Judith.P.Fischer

 

Judith P. FischerPillowtalk

Objekte und Zeichnungen
2018

 

„Die Erfahrbarkeit von Haptischem, Fühlbarem und Begreifbarem ist essentieller Parameter des künstlerischen Werkverständnisses Judith P. Fischers. Dieser lustvolle Werkcharakter bestimmt die faszinierende Sinnlichkeit der einzelnen Objekte, aber auch den installativen Inszenierungsgestus.“ Carl Aigner 

In ihren aktuellen nimmt Judith P. Fischer das Thema von Veränderung und Transformation auf. Vertraute Formen und Strukturen aus der Natur und dem alltäglichen Umfeld stellt sie in einen neuen Kontext. Eine zentrale Rolle spielen dabei Form, Textur und Farbe. In den aktuellen Arbeiten zum Thema „pillowtalk/Bettgeflüster“ geht es um den Kontrast zwischen weichen, sinnlichen Formen, die man mit dem Polster und dem Bettgeflüster assoziiert und der starren Struktur der künstlerischen Umsetzung des Themas. Das Besondere an den Objekten ist die massige und massive Form, deren Oberfläche aber mit zarten feinen Bleistiftstrichen zeichnerisch überzogen ist. 

Ebenso feinstrukturiert sind auch die Bleistiftzeichnungen, die sowohl ergänzend zu den Objekten als auch eigenständig entstehen.
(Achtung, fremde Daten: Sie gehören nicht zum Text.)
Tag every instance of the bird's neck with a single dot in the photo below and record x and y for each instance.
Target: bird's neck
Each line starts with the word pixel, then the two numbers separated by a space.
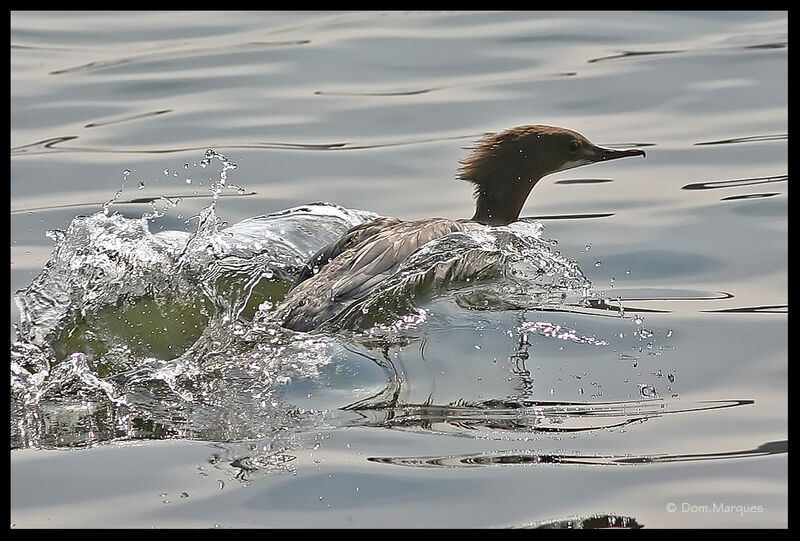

Sie zeigen ein Wechselspiel zwischen Linie und Fläche an der Schnittstelle von Abstraktion und Naturnähe.

Judith P. Fischers Arbeiten befinden sich in zahlreichen öffentlichen und privaten Sammlungen, wie z.B. Artothek des Bundes BKA/Wien, Museum Niederösterreich, Kunstsammlung des Landes Oberösterreich, Bibliothèque Nationale de Paris/France.

 

 

 


 

 

JUDITH.P.FISCHER setzt sich in ihren aktuellen Arbeiten mit den Themen Ornament und Funktion, Modul und Ganzheit, Beständigkeit und Vergänglichkeit auseinander. Dabei reicht die Bandbreite der verwendeten Materialien von Stahl und Bronze bis zu Silikon, Gummi, PVC und flexiblen, weichen Rundschnüren.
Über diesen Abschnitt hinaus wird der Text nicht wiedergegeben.